Question

Solve the given quadratic equation:
 \[44{x^2} - x - 3 = 0\].

Answer 1

Hint: Here we have a quadratic equation, we can solve this using factorization method or by quadratic formula or by graphing method or by completing square method. We solve this using the factorization method.
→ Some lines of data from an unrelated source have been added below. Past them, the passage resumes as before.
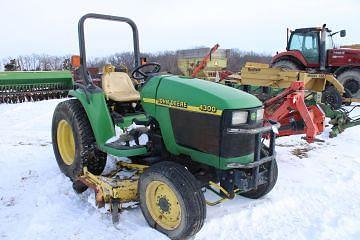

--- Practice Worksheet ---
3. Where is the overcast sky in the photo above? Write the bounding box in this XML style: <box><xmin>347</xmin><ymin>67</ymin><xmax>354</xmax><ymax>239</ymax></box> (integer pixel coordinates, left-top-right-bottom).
<box><xmin>0</xmin><ymin>0</ymin><xmax>360</xmax><ymax>59</ymax></box>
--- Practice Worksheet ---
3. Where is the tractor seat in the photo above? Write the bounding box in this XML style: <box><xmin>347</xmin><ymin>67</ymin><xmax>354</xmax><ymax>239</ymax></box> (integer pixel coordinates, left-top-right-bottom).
<box><xmin>102</xmin><ymin>72</ymin><xmax>140</xmax><ymax>102</ymax></box>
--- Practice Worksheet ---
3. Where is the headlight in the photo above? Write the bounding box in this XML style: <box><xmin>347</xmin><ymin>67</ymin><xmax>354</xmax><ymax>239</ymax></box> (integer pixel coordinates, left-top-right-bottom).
<box><xmin>231</xmin><ymin>111</ymin><xmax>248</xmax><ymax>125</ymax></box>
<box><xmin>256</xmin><ymin>108</ymin><xmax>264</xmax><ymax>121</ymax></box>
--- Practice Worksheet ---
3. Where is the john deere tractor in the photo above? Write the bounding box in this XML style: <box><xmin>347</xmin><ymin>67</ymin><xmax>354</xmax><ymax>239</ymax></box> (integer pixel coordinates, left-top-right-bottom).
<box><xmin>52</xmin><ymin>14</ymin><xmax>278</xmax><ymax>239</ymax></box>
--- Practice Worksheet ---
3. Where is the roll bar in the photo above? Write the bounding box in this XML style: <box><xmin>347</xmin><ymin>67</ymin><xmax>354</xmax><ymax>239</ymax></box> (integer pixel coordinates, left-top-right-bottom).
<box><xmin>78</xmin><ymin>13</ymin><xmax>140</xmax><ymax>86</ymax></box>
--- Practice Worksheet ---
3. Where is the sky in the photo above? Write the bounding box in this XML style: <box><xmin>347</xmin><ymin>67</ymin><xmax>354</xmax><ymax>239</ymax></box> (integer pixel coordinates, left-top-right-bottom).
<box><xmin>0</xmin><ymin>0</ymin><xmax>360</xmax><ymax>59</ymax></box>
If we fail to split the middle term we use quadratic formula, that is \[x = \dfrac{{ - b \pm \sqrt {{b^2} - 4ac} }}{{2a}}\].

Complete step-by-step solution:
Given, \[44{x^2} - x - 3 = 0\].
Now consider the equation \[44{x^2} - x - 3 = 0\]. The degree of this equation is two hence we will have two factors.
On comparing the given equation with the standard quadratic equation \[a{x^2} + bx + c = 0\]. We have \[a = 44\], \[b = - 1\] and \[c = - 3\].
For factorization, the standard equation is rewritten as \[a{x^2} + {b_1}x + {b_2}x + c = 0\] such that\[{b_1} \times {b_2} = ac\] and\[{b_1} + {b_2} = b\].
Here we can say that \[{b_1} = - 12\] and \[{b_2} = 11\]. Because \[{b_1} \times {b_2} = - 132\] \[(a \times c)\] and \[{b_1} + {b_2} = - 1(b)\].
Now we write \[44{x^2} - x - 3 = 0\] as,
\[ \Rightarrow 44{x^2} - 12x - 11x - 3 = 0\]
Taking ‘4x’ common in the first two terms and taking $-1$ common in the remaining two terms we have,
\[ \Rightarrow 4x(11x - 3) - 1(11x - 3) = 0\]
Again taking \[(11x - 3)\] common we have,
\[(11x - 3)(4x - 1) = 0\].
By zero product principle we have,
 \[ \Rightarrow (11x - 3) = 0\] and \[(4x - 1) = 0\]
\[ \Rightarrow 11x = 3\] and \[4x = 1\]
\[ \Rightarrow x = \dfrac{{11}}{3}\] and \[x = \dfrac{1}{4}\].
This is the required solution.

Note: The highest exponent of the polynomial in a polynomial equation is called its degree. A polynomial equation has exactly as many roots as its degree. Suppose if we have a cubic equation, then we need to reduce it to a quadratic equation using synthetic division and reduce it to a quadratic equation. We can solve the quadratic equation easily.